She chaired the 1988 presidential campaign of Gary Hart in 1987 until his withdrawal, at which point she briefly entered the race, before announcing her own withdrawal in an emotional press conference on September 28, 1987.[7] Twenty years later, she said, she was still receiving hate mail—mostly from women—because of her tears. "Guys have been tearing up all along and people think it's marvelous," she said, citing episodes dating back to Ronald Reagan; but for female candidates, it remains off-limits.[8]

She did not seek a thirteenth term in 1996, and was succeeded by state house minority whip Diana DeGette, a fellow Democrat. In her farewell press conference, she joked about "spending 24 years in a federal institution",[5] and titled her 1998 memoir, 24 years of House Work...and the Place Is Still a Mess.

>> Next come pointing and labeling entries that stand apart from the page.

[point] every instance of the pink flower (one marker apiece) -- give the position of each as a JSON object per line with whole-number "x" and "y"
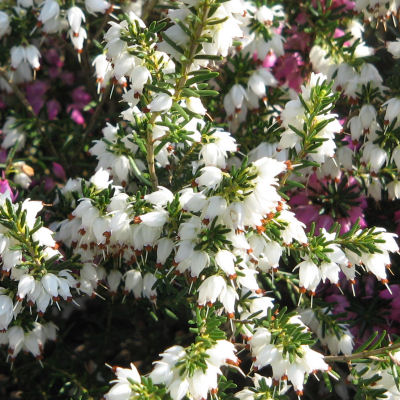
{"x": 5, "y": 186}
{"x": 325, "y": 201}
{"x": 59, "y": 171}
{"x": 287, "y": 70}
{"x": 77, "y": 117}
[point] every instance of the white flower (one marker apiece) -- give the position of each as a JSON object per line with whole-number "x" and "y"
{"x": 195, "y": 105}
{"x": 6, "y": 311}
{"x": 26, "y": 285}
{"x": 75, "y": 17}
{"x": 309, "y": 275}
{"x": 394, "y": 48}
{"x": 50, "y": 285}
{"x": 160, "y": 197}
{"x": 50, "y": 10}
{"x": 374, "y": 155}
{"x": 101, "y": 179}
{"x": 133, "y": 282}
{"x": 161, "y": 102}
{"x": 148, "y": 282}
{"x": 18, "y": 55}
{"x": 394, "y": 190}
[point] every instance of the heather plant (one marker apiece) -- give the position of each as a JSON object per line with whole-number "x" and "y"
{"x": 199, "y": 199}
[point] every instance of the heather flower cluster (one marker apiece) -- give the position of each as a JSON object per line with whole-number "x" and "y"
{"x": 199, "y": 199}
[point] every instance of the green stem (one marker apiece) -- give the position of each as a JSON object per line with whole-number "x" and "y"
{"x": 362, "y": 354}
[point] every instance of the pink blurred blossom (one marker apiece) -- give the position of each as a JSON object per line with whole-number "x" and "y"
{"x": 53, "y": 108}
{"x": 287, "y": 70}
{"x": 308, "y": 212}
{"x": 59, "y": 171}
{"x": 35, "y": 94}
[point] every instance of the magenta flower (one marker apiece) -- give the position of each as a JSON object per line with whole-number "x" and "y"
{"x": 287, "y": 70}
{"x": 53, "y": 108}
{"x": 326, "y": 201}
{"x": 5, "y": 187}
{"x": 59, "y": 171}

Publishing industry service

Schroeder was named president and CEO of the Association of American Publishers in 1997 and served in that post for 11 years.[9] She has been a vocal proponent of stronger copyright law, supporting the government in Eldred v. Ashcroft and opposing Google's plan to digitize books and post limited content online. She has publicly criticized libraries for distributing electronic content without compensation to publishers, writers and others in the publishing industry, telling the Washington Post, "They aren't rich...they have mortgages."[10] At the same time, she has tried to make the publishing industry more socially responsible, cooperating with organizations for the blind and others with reading difficulties to help make materials more accessible to them, particularly by encouraging publishers to release books so that nonprofit groups can transfer them to electronic formats. She has also sat on the panel of judges for the PEN/Newman's Own Award, a $25,000 award designed to recognize the protection of free speech as it applies to the written word.

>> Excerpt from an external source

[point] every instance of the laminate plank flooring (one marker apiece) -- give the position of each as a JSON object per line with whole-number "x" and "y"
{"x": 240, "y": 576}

In July 2012, Schroeder stepped out of retirement to narrate a children's book app, "The House that Went on Strike", a rhyming, interactive and musical tale that teaches kids (and their parents) respect for the household. Schroeder was chosen to narrate because of her stature as a celebrated House mom, and the metaphorical title of her memoir. Schroeder wrote about her experience narrating the story, and offered her perspective about kids book apps in a July 24, 2012 column on The Huffington Post. Additionally, Schroeder and the book were featured in a profile on Wired. Schroeder's work on the app was praised in a favorable review on Smart Apps for Kids, one of the leading app review sites for kids.

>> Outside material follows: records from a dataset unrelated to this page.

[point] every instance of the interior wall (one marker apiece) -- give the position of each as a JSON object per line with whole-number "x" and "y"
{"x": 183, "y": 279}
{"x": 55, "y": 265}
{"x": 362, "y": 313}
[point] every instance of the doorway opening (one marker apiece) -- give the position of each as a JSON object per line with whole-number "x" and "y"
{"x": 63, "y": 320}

Private citizenship in Florida

Following her tenure at AAP, Schroeder and her husband relocated to Celebration, Florida, a master-planned community built by the Walt Disney Company.[9] Schroeder is a resident of the 8th congressional district, and in the 2010 general election came out in strong support of Democrat Alan Grayson for re-election to Congress, citing in particular the candidates' differences on women's issues.[11] Grayson lost his re-election campaign. She subsequently endorsed him again ahead of the 2012 congressional elections, during which he was returned to Congress. She currently sits on the board of The League of Women Voters of Florida.

Cultural references, influence, and awards

In 1979, the Supersisters trading card set was produced and distributed; one of the cards featured Schroeder's name and picture.[12]

Schroeder was lampooned on Saturday Night Live in 1988 in a skit where Nora Dunn, acting as Schroeder, repeatedly burst into tears while moderating a Democratic primary debate.[13]

During the 1995 budget debates, after Democrats claimed that Social Security payments would leave seniors with no choice but to eat dog food, Rush Limbaugh said in jest that he was going to get his mother a can opener. Schroeder denounced Limbaugh's remark on the floor of the House.[14][15]

Schroeder was named to the National Women's Hall of Fame in 1995.[16]

She contributed the piece "Running for Our Lives: Electoral Politics" to the 2003 anthology Sisterhood Is Forever: The Women's Anthology for a New Millennium, edited by Robin Morgan.[17]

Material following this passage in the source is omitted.